Targeting SP-NK1R-EGFR interactions in colitis associated dysplasia.
Neurokinin-1 Receptor and Its Signaling Components in Colitis-associated Dysplasia
Project Co-leaders:
Jie Wu, Ph.D., Associate Professor, H. Lee Moffitt Cancer Center & Research Institute, Tampa, Florida
Caroline B. Appleyard, Ph.D., Associate Professor, Ponce School of Medicine, Puerto Rico
Colorectal cancer is one of the leading cancers in Puerto Ricans. Inflammatory bowel diseases such as ulcerative colitis and Crohn’s disease have been linked to the development of colorectal cancer. The neurokinin-1 receptor (NK-1R, tachykinin receptor 1) and cyclooxygenase-2 (Cox-2) are upregulated in patients with inflammatory bowel diseases. However, the roles of NK-1R-mediated signaling pathways in the pathogenesis of precancerous and cancerous lesions in ulcerative-associated colorectal cancer are not known. The long-term goals of this research project are to understand molecular mechanisms of ulcerative colitis-associated colorectal cancer and to target key signaling molecules in the development of ulcerative colitis-associated colorectal cancer for preventive and therapeutic intervention. The current study is designed to test the central hypothesis that NK-1R plays a key role in upregulation of Cox-2 in our rat model of colitis-associated dysplasia, and that the epidermal growth factor receptor (EGFR) and Src family tyrosine kinases (SFKs) are involved in NK-1R signaling in colon carcinoma cells, and in the development of precancerous lesions in this model of colitis-associated dysplasia. Three specific aims will be pursued in this collaborative research project:
Specific Aim I: To investigate the role of NK-1R and EGFR in colitis-associated dysplasia.

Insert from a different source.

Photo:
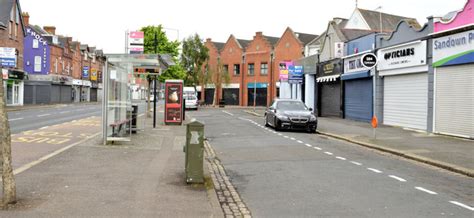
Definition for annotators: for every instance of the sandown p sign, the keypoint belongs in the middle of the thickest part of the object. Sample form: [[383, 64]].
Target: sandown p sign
[[454, 49]]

Specific Aim II: To analyze the roles of EGFR and SFKs in NK-1R-mediated cell signaling and proliferation in colorectal carcinoma cells.
Specific Aim III: To evaluate the efficacies of EGFR, SFK, and COX-2 inhibitors on inhibition of the development of UC-associated dysplasia in a rat model.

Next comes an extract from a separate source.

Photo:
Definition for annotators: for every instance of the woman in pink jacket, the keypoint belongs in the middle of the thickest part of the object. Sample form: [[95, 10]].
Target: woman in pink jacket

This collaborative research project combines the strength of Dr. Appleyard in the rat model of ulcerative colitis-associated colorectal cancer and the expertise of Dr. Wu in growth factor receptor and G protein-coupled receptor signaling. In addition to giving novel insights into the mechanisms of colorectal cancer development, this project will provide Dr. Appleyard with a platform to strengthen her competitiveness in molecular cancer research and will increase the quality of graduate education at the Minority Serving Institute.